Patf 2

For reverse western blot, Proteome Profiler Antibody Array Kits for human angiogenesis factors, chemokines, cytokines and phospho-kinases (R&D systems) were used, according to the manufacturer’s instructions. For western blot, 400,000 MDA-MB-231 or LECs (per well) were starved for 24 h, after which they were treated with Stattic (5–10 µM), S3I-201 (2.5–10 µM), or SP600125 (40 µM) and incubated for 60 min. After that, inducers, including TCM (30%), EGM, IL6-dep-TCM, IL6 or EGF were added. We followed the standard protocol for the rest of the procedure as described previously^{11 (link)} applying antibodies of interest, including pStat3, HIF-1α, gp130, pNFkB, NFkB, IkBα, Stat3, pCREB, GAPDH (all from Cell Signaling), pc-Jun, pATF-2 (Sigma), CCR5, and Lamin B1 (Abcam). All the original gel images of immunoblot analyses are presented in Supplementary Fig. 25.

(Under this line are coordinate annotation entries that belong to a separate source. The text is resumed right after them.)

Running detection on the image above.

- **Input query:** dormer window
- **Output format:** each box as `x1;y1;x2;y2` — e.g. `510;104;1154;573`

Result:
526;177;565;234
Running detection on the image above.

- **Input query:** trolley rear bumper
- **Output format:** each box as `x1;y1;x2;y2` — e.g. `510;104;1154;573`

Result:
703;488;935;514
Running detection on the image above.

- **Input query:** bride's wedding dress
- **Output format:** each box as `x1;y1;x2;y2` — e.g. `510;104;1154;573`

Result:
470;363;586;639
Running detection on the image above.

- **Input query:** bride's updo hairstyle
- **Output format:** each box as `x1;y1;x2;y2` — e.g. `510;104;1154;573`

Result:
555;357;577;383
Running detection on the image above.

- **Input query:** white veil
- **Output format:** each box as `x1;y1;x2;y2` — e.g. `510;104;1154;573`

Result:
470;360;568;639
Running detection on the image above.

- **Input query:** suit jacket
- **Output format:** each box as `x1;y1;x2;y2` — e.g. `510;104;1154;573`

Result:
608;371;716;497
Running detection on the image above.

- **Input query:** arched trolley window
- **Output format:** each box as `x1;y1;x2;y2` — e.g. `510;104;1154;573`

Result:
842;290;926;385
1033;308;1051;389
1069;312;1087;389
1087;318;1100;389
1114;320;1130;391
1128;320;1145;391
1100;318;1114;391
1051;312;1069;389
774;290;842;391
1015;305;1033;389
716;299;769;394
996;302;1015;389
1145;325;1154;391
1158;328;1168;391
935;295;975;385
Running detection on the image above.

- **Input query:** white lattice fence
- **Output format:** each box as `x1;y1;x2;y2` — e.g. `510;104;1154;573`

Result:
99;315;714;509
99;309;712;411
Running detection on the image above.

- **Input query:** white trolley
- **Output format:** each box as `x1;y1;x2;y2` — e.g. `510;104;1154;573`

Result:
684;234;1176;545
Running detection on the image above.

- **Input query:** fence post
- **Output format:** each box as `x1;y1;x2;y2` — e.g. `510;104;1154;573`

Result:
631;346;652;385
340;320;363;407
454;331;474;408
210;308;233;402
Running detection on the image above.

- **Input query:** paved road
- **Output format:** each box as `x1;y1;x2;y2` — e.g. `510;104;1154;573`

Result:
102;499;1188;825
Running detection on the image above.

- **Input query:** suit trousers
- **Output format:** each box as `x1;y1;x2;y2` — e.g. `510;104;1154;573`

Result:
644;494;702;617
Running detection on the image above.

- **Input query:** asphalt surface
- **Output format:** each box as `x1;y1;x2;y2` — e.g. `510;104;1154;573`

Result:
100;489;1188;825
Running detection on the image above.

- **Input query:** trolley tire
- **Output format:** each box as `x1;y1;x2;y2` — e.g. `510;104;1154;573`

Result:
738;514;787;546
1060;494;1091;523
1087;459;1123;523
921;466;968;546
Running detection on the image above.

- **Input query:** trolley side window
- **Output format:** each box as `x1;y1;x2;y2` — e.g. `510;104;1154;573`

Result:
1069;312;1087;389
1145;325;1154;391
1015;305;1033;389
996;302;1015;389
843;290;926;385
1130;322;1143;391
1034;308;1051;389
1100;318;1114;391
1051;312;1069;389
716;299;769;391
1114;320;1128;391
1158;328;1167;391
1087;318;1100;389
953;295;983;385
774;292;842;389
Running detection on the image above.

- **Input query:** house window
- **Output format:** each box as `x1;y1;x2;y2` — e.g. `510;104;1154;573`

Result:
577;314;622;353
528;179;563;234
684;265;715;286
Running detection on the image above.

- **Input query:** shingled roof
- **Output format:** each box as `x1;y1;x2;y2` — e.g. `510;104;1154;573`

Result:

LECs (2×10⁶) treated with Stattic, SP600125, IL6 or EGM, were used to prepare cell lysates or nuclear extracts. Five hundred microliters of cell lysates or 200 µL nuclear extracts were incubated overnight at 4°C with antibodies suitable for IP (1:100 diluted): pStat3, pc-Jun, pATF-2, pNFkB, and NFkB (Cell Signaling). Ten microliters of Protein A/G Plus Agarose (Santa Cruz Biotech) was added and incubated for 3 h at 4°C. The beads were rinsed 3 times with 500 µL cell lysis buffer for IP (Pierce) supplemented with the protease inhibitor and phosphatase inhibitor cocktail 2/3 (Sigma). The protein complex was reduced and separated by SDS-PAGE and probed with the following antibodies in a Western assay: pStat3, pc-Jun, pATF-2, pNFkB, and NFkB (Sigma). All the original gel images of immunoblot analyses are presented in Supplementary Fig. 25.